Abbiamo scoperto che il cammino è uno strumento democratico, perché proprio tutti possono avvicinarvisi; ma anche perché il camminare, ce ne rendiamo finalmente conto, permette a quanti fra noi hanno sempre vissuto il nostro territorio in maniera spesso distratta, di riscoprirlo invece nella sua pienezza, di reinterpretarlo alla luce dei reali bisogni dei luoghi urbani ed extraurbani, e soprattutto di riappropriarsene compiutamente e di sentirsene, probabilmente per la prima volta in termini di comunità e non di singoli, veramente custodi.

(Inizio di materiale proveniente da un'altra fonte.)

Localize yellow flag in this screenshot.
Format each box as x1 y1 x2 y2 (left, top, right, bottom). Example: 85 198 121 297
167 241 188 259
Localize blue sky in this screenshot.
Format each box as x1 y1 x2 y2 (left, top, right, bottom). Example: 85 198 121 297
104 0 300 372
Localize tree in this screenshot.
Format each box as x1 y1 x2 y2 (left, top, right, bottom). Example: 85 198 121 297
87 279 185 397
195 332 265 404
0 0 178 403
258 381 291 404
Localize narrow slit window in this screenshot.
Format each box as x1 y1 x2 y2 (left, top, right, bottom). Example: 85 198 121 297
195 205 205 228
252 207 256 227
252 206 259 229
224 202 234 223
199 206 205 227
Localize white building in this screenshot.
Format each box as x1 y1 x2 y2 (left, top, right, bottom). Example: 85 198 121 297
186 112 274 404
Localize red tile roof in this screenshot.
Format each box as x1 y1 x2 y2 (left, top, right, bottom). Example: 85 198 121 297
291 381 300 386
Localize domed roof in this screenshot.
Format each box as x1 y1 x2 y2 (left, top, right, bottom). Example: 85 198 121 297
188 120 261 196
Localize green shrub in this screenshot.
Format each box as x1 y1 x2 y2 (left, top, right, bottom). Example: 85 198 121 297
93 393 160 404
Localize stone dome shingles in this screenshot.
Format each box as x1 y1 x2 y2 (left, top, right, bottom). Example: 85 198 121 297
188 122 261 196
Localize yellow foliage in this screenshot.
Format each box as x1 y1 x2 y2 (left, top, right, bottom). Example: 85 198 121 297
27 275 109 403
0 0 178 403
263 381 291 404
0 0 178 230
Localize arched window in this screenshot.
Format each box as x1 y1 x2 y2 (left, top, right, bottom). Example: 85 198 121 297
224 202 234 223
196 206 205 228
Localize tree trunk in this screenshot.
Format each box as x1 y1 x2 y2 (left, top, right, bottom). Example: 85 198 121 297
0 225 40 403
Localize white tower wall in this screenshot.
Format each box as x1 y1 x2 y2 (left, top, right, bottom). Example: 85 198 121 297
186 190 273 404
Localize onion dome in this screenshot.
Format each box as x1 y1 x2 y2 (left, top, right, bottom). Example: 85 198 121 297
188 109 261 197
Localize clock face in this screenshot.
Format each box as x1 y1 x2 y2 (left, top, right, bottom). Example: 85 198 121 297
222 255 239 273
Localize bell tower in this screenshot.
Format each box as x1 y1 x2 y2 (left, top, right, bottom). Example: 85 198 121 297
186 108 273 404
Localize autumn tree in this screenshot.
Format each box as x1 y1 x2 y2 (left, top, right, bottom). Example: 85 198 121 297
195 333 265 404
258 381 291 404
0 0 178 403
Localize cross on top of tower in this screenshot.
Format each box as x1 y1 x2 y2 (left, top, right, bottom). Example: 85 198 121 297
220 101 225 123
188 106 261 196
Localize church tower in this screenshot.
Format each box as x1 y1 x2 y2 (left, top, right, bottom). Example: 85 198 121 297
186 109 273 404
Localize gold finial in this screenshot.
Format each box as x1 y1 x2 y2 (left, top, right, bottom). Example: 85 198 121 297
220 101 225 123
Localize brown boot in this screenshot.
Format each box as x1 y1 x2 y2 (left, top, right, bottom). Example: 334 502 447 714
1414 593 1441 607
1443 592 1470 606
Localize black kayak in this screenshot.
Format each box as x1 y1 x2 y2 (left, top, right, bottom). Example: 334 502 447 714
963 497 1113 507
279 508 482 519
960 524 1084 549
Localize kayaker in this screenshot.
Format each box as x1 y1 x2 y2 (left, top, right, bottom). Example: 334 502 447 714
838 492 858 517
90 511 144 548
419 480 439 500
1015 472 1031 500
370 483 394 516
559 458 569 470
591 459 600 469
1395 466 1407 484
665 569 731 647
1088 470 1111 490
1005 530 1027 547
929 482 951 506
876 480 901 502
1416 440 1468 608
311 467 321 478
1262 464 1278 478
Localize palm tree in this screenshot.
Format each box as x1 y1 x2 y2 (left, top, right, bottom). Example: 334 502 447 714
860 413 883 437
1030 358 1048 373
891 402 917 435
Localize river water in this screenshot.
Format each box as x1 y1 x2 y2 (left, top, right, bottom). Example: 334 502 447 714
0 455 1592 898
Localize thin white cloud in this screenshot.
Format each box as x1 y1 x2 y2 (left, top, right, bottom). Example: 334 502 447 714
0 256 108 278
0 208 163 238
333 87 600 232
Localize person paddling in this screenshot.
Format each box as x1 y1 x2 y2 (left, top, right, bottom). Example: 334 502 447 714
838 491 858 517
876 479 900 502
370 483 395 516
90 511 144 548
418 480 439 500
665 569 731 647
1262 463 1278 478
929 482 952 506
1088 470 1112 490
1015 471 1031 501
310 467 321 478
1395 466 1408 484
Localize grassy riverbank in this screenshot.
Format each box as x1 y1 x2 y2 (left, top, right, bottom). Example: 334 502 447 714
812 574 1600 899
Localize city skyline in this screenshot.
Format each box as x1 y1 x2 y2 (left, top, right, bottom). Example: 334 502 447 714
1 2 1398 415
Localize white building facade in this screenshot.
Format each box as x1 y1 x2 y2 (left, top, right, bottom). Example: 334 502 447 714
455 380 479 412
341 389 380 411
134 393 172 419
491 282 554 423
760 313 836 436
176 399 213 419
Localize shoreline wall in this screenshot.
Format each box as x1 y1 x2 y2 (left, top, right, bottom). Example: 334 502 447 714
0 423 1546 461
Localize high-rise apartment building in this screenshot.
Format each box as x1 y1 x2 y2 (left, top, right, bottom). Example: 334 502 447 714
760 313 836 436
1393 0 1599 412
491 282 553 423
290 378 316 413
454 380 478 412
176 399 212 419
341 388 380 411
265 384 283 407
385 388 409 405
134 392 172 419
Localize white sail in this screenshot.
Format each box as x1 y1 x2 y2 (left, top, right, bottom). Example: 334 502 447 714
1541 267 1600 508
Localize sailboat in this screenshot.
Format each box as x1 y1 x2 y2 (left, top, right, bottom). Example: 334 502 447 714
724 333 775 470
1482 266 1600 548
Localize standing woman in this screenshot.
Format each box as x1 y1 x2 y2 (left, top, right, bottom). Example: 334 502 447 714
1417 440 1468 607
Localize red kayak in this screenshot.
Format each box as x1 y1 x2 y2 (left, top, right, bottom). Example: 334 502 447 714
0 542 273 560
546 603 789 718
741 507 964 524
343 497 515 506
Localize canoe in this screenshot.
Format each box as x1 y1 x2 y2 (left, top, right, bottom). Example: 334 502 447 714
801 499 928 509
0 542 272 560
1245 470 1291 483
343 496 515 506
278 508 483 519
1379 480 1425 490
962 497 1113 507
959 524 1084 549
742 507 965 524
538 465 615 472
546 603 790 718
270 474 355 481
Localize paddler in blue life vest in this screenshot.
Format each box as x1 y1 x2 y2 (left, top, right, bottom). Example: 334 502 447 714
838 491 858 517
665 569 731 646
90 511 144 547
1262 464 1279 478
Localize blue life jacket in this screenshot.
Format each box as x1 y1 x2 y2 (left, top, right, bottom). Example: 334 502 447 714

Ecco dove sta, a mio avviso, la grande rivoluzione del Cammino; una rivoluzione lenta e gentile, in un territorio frustrato per decenni da promesse non mantenute, da una politica sorda e distante e da una mafia che si è arricchita grazie all’impoverimento del tessuto economico, sociale e culturale della nostra comunità, fino ad indurre i cittadini alla rassegnazione.
Ebbene, diventare custodi e primi fruitori del proprio territorio e delle sue risorse, riscoprire i luoghi che furono abitati dai nostri nonni e dai nostri padri e che noi stessi abbiamo scelto di abitare, è la nostra piccola rivoluzione, la forma più elevata di riscatto che potevamo sperare di ottenere.
Da essa discendono infinite altre possibilità che non ci possiamo lasciare scappare e che riguardano la nostra crescita, intesa nel senso di uno sviluppo territoriale finalmente pieno e sostenibile, rispettoso dei ritmi naturali e delle bellezze che ci circondano, oltre a nuove possibilità di lavoro per i più giovani; possiamo finalmente accompagnare, con il nostro impegno ed il nostro amore per questa terra, un turismo più consapevole e rispettoso della storia, della natura e dell’identità dei nostri luoghi, fatto da persone curiose, finalmente, di conoscere chi siamo veramente e chi siamo stati, quali sono le tradizioni che ci sono appartenute e quali i nostri obiettivi per il futuro.
Soprattutto, il Cammino può farci diventare cittadini consapevoli, attenti e responsabili, custodi del territorio dicevamo, elevandoci ad un ruolo per certi versi nuovo per il nostro essere corleonesi; un ruolo da protagonisti assoluti, una forma di democrazia territoriale compiuta che ci pone in dote l’arma più potente di cui i cittadini possono disporre, che è la conoscenza; se impariamo a conoscere bene questo nostro territorio, non potremo che amarlo senza compromessi e senza condizionamenti, sentendo addosso la responsabilità e l’onore di preservarne la bellezza unica.
Alla fine di tutto conterà soltanto il modo in cui avremo camminato, il rispetto che avremo avuto per le persone incontrate lungo la via, per le campagne e le città che avremo abitato; conterà il modo in cui saremo stati capaci di preservare Corleone, e la maniera in cui avremo saputo custodire il nostro territorio per consegnarlo, fra qualche decennio, ai nostri figli.
In fondo cos’è questo nostro passaggio sulla Terra, se non un grande Cammino che a passi lenti, a mente aperta e cuore grande, ci condurrà verso l’ultimo dei nostri paesi?